Static network structure can stabilize human cooperation

Affiliations
Randomized Controlled Trial

Static network structure can stabilize human cooperation

David G Rand et al. Proc Natl Acad Sci U S A. .

Abstract

The evolution of cooperation in network-structured populations has been a major focus of theoretical work in recent years. When players are embedded in fixed networks, cooperators are more likely to interact with, and benefit from, other cooperators. In theory, this clustering can foster cooperation on fixed networks under certain circumstances. Laboratory experiments with humans, however, have thus far found no evidence that fixed network structure actually promotes cooperation. Here, we provide such evidence and help to explain why others failed to find it. First, we show that static networks can lead to a stable high level of cooperation, outperforming well-mixed populations. We then systematically vary the benefit that cooperating provides to one's neighbors relative to the cost required to cooperate (b/c), as well as the average number of neighbors in the network (k).

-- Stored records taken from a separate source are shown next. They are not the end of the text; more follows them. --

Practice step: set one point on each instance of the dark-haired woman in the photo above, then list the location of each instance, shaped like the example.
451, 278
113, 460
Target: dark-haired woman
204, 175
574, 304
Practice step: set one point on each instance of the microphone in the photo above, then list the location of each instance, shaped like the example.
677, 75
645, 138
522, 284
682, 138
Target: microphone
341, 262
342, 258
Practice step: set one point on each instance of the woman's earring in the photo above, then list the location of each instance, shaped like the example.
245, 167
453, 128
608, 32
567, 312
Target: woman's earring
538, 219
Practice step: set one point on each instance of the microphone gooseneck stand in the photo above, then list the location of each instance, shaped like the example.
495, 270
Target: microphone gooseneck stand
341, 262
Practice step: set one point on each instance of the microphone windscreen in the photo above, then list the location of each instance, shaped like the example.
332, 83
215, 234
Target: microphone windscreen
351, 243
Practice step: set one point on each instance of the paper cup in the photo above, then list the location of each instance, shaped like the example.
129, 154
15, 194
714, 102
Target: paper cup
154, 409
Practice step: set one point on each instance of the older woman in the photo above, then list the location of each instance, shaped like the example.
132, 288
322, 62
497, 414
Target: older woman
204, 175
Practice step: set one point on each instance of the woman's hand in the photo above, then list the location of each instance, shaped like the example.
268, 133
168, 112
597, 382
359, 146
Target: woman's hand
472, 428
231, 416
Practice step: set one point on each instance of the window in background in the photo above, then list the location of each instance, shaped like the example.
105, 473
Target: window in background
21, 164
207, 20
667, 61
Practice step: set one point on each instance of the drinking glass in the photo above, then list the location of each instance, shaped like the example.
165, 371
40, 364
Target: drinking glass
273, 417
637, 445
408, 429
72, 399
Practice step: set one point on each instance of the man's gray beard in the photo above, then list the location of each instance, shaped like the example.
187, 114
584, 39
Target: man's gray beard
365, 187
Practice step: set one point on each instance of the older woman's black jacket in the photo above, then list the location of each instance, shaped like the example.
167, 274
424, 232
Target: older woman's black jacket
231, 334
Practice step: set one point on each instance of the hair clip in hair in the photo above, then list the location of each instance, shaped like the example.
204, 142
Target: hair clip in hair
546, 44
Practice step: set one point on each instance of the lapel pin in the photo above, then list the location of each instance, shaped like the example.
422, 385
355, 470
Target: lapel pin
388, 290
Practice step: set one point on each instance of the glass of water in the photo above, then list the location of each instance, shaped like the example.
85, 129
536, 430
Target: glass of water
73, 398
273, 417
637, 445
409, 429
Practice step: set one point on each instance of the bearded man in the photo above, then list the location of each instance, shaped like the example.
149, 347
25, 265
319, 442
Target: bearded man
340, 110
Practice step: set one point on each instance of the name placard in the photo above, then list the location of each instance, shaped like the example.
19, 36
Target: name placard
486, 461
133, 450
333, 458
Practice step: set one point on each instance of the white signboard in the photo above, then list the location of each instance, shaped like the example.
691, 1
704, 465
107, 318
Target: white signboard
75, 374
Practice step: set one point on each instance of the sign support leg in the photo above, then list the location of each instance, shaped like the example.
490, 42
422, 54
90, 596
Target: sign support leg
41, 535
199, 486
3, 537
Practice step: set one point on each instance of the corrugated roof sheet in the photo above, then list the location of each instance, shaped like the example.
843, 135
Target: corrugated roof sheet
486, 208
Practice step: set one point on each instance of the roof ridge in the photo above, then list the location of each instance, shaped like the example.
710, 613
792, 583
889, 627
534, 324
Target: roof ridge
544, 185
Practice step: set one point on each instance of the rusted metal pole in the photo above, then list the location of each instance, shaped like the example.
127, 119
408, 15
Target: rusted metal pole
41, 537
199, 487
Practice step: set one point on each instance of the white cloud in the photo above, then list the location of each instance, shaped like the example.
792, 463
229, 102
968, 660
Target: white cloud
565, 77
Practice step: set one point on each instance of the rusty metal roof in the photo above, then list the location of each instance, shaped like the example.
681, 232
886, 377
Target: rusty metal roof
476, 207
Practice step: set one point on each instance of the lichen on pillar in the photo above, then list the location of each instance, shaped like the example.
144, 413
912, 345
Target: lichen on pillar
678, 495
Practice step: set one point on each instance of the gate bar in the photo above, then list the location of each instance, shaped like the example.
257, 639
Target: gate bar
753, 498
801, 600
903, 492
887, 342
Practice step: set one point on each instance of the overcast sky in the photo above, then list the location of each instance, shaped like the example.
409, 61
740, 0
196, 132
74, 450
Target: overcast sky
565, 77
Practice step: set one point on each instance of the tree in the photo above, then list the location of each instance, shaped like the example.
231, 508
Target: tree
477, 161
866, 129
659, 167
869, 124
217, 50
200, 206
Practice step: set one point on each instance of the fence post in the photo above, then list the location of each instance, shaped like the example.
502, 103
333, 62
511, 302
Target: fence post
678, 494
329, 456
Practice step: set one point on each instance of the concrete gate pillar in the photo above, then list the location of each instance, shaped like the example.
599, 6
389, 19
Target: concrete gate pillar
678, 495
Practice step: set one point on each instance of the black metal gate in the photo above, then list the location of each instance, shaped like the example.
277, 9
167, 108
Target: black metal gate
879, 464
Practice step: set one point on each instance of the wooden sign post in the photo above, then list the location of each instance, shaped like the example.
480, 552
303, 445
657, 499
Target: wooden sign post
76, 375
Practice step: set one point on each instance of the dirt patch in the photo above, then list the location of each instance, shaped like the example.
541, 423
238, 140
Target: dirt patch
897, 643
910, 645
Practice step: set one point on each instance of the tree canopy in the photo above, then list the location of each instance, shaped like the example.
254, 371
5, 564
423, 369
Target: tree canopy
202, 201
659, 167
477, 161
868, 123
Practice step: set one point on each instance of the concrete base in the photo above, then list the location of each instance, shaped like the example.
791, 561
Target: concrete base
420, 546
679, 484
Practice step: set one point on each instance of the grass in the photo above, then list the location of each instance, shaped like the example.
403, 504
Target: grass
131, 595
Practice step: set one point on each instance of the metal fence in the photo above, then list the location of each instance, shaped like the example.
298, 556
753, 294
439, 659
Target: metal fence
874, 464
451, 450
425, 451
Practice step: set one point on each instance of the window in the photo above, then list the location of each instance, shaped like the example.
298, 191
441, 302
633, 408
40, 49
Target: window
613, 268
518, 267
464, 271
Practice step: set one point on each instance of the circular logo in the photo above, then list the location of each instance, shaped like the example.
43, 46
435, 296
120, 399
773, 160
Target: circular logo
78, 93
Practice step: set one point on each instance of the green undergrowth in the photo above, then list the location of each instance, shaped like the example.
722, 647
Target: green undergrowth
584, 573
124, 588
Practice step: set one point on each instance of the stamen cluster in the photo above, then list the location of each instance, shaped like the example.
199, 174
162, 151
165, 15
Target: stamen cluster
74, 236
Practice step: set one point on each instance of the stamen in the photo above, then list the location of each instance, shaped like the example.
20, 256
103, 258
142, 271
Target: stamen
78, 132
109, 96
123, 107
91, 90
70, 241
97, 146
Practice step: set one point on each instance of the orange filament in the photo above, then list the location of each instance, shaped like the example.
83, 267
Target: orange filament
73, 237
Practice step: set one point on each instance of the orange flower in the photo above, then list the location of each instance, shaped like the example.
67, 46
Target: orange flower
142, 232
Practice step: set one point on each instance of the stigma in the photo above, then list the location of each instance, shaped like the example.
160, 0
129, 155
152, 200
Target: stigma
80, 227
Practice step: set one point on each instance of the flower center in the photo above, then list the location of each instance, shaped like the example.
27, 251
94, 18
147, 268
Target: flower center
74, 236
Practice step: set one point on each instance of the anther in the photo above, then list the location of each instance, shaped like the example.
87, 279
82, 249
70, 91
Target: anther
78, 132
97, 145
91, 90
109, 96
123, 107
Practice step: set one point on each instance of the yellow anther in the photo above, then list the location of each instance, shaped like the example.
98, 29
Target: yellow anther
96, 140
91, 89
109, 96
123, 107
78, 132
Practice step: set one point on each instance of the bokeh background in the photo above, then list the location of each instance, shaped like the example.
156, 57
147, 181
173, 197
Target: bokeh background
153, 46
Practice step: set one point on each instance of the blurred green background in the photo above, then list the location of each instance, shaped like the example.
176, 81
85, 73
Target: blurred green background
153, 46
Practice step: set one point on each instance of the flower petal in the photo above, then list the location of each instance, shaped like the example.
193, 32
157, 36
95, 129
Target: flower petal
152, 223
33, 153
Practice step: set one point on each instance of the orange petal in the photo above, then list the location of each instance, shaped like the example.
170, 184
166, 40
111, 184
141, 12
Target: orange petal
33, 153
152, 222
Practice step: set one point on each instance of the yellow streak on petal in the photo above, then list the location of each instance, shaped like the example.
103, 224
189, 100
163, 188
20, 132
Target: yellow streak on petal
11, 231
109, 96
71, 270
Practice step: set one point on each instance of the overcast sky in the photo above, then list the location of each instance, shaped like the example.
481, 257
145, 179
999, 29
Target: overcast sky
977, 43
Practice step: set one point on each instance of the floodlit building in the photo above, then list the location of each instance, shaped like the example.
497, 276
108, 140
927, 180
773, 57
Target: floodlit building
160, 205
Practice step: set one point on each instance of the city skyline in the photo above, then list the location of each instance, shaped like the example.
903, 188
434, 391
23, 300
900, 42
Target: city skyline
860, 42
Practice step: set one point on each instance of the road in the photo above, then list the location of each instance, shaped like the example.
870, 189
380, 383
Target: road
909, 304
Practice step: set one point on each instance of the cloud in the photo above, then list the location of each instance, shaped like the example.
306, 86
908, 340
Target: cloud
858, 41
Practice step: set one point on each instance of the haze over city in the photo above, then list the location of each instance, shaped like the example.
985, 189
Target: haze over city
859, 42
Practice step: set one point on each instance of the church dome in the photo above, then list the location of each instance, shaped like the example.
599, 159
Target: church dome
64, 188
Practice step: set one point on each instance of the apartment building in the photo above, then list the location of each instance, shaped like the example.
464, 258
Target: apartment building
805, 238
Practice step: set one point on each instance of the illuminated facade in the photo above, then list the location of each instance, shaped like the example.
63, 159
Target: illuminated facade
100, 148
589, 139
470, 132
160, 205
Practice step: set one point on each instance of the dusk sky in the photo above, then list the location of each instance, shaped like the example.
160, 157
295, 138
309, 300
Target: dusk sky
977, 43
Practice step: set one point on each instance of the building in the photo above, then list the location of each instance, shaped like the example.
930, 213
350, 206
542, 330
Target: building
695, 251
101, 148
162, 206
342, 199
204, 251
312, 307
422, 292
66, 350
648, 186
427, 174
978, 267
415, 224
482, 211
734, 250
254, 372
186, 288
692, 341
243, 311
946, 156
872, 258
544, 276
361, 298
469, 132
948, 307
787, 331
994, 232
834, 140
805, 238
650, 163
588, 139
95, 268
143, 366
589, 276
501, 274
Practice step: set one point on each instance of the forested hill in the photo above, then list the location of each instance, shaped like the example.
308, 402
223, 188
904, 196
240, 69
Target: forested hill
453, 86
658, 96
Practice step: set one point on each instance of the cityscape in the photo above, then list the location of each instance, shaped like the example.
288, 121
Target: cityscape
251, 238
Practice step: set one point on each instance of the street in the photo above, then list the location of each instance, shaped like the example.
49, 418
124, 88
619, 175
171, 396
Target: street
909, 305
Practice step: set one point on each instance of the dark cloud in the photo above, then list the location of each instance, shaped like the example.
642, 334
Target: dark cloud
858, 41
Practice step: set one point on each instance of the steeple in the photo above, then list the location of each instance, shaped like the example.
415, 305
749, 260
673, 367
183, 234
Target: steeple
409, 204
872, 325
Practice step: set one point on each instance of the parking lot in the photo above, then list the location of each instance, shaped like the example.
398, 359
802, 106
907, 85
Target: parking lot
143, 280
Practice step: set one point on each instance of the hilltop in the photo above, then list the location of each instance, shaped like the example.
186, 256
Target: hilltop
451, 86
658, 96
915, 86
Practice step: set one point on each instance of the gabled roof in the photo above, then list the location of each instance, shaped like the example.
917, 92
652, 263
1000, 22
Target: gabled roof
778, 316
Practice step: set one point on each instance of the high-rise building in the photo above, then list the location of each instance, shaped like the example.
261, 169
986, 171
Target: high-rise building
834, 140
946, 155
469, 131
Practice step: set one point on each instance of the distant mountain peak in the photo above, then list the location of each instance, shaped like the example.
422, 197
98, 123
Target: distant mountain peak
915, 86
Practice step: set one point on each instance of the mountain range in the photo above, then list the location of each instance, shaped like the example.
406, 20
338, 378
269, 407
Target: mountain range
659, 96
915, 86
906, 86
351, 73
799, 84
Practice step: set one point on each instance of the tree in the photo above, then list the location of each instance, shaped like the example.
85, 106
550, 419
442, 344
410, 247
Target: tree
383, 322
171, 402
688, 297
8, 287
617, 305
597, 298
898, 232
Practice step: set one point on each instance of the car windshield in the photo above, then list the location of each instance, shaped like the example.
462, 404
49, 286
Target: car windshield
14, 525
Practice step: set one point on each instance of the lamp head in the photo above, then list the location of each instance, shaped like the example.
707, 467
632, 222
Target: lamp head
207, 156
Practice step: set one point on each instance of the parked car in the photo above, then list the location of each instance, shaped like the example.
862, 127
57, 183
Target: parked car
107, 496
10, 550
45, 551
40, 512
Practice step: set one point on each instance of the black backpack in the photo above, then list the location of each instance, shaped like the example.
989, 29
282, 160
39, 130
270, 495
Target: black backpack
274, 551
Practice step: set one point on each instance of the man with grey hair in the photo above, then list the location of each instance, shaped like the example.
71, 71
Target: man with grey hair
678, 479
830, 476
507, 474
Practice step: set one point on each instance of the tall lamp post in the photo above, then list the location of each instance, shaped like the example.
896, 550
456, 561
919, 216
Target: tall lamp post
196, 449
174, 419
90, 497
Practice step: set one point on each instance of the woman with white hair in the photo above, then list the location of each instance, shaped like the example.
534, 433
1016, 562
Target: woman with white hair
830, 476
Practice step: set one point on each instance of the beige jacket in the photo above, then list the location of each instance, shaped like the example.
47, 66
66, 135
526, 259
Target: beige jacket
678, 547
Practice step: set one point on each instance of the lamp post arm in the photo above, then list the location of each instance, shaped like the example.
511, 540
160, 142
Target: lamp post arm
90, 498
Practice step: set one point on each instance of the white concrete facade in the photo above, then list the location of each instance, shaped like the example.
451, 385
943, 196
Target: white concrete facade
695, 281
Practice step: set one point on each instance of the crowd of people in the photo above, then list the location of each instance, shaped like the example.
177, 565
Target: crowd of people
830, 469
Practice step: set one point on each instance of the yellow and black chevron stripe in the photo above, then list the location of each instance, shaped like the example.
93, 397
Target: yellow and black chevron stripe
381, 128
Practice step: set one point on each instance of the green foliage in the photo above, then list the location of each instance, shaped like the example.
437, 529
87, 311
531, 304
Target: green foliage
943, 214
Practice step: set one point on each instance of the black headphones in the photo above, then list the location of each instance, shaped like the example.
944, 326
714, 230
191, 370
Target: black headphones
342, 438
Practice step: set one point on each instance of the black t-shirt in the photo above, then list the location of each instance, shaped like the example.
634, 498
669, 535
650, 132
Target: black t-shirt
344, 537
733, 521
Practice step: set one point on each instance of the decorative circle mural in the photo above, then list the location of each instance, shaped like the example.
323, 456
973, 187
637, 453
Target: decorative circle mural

When b/c > k, we observe high and stable levels of cooperation. Conversely, when b/c ≤ k or players are randomly shuffled, cooperation decays. Our results are consistent with a quantitative evolutionary game theoretic prediction for when cooperation should succeed on networks and, for the first time to our knowledge, provide an experimental demonstration of the power of static network structure for stabilizing human cooperation.

Keywords: Prisoner’s Dilemma; assortment; economic games; evolutionary game theory; structured populations.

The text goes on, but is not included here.